In hindsight, however, there is all sorts of knowledge that I lacked compared to many of the people I've met who grew up in a household with Ivy League educated parents, or attended a fancy East Coast prep school, or had a parent who worked in academia, or a network of close family friends spanning the elite of every profession. It never occurred to me that I should study for the PSAT because it affected who would get National Merit Scholarships, or that an aspiring writer would do well to consider Princeton in order to study under John McPhee, or Harvard or Yale because they're feeder schools for prestigious publications. I took the SAT once without any prep classes, applied only to schools in California, never knew about a lot of the fellowships some folks applied for upon graduating from college, and felt all the while that I was relatively well-informed.

Please don't mistake this for complaining. I'm tremendously lucky. I chose between Berkeley and Pomona College, got a good education, probably started a rung lower in professional journalism than I would've had I gone east earlier, but likely benefited from the experience. Still, if I had a kid entering high school right now, I could help them game the college admissions system and hasten advancement in the meritocratic elite far more adroitly than my parents could help me -- and orders of magnitude more than most families can help their kids. What I take away from my own story is this: If an upper middle class kid from Orange County, CA is removed enough from the northeast rat race to perceive slight but meaningful information disadvantages in hindsight, what's a lower middle class kid from Reno or a first generation college applicant from Topeka to do?

One answer is that no one should gauge success in life by adopting the measures of the northeast professional elite. Unhappiness lies that way! On the other hand, it's desirable that the people running American institutions better reflect our regional diversity, harness the wisdom contained in different kinds of people, and encompass smart, talented climbers who, for whatever reason, didn't get onto the "meritocratic elite track" at age 14 when the GPA calculations began to matter. As the always sharp Megan McArdle put it, "The Ivy League may represent the cream of a very small segment of incredibly affluent Americans. But there's a lot more cream out there, and it's a pity that American institutional structures seem so apt to exclude it from the mix."

Ross Douthat, a Harvard alum, grapples insightfully with many of these questions. One solution he's always touting is for the Ivy League and other elite colleges to do a better job recruiting devout Christians, lower class whites, ROTC kids, and others who are alienated from the meritocratic elite as currently conceived, despite having a lot to offer. I don't object to his project, but I'm coming from a different place. As an undergrad, I went to school with a lot of kids from the northeast who chose Pomona College in order to flee the culture of the Ivies without giving up on good academics. And in graduate school, I chose New York University despite being admitted to its Ivy League competitor partly because I thought that people like Jay Rosen were doing more interesting work.

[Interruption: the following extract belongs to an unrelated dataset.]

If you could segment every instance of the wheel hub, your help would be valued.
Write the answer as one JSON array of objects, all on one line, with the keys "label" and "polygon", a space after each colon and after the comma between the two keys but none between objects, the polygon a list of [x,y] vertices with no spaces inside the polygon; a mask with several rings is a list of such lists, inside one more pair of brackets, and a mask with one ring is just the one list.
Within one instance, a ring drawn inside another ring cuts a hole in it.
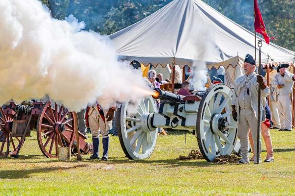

The exceptional people I met in both places, and the way those institutions shaped them, leads me to believe that similar troves of people are stashed all over this country, and I'd rather that our elite professional institutions did a better job finding those people -- relying less heavily on the Ivy League as a filter -- as opposed to running a somewhat more diverse group of people through the same old Harvard and Yale acculturation process. Were this the case, a nice secondary effect would be more kids choosing colleges based on the best fit rather than US News and World Report rankings.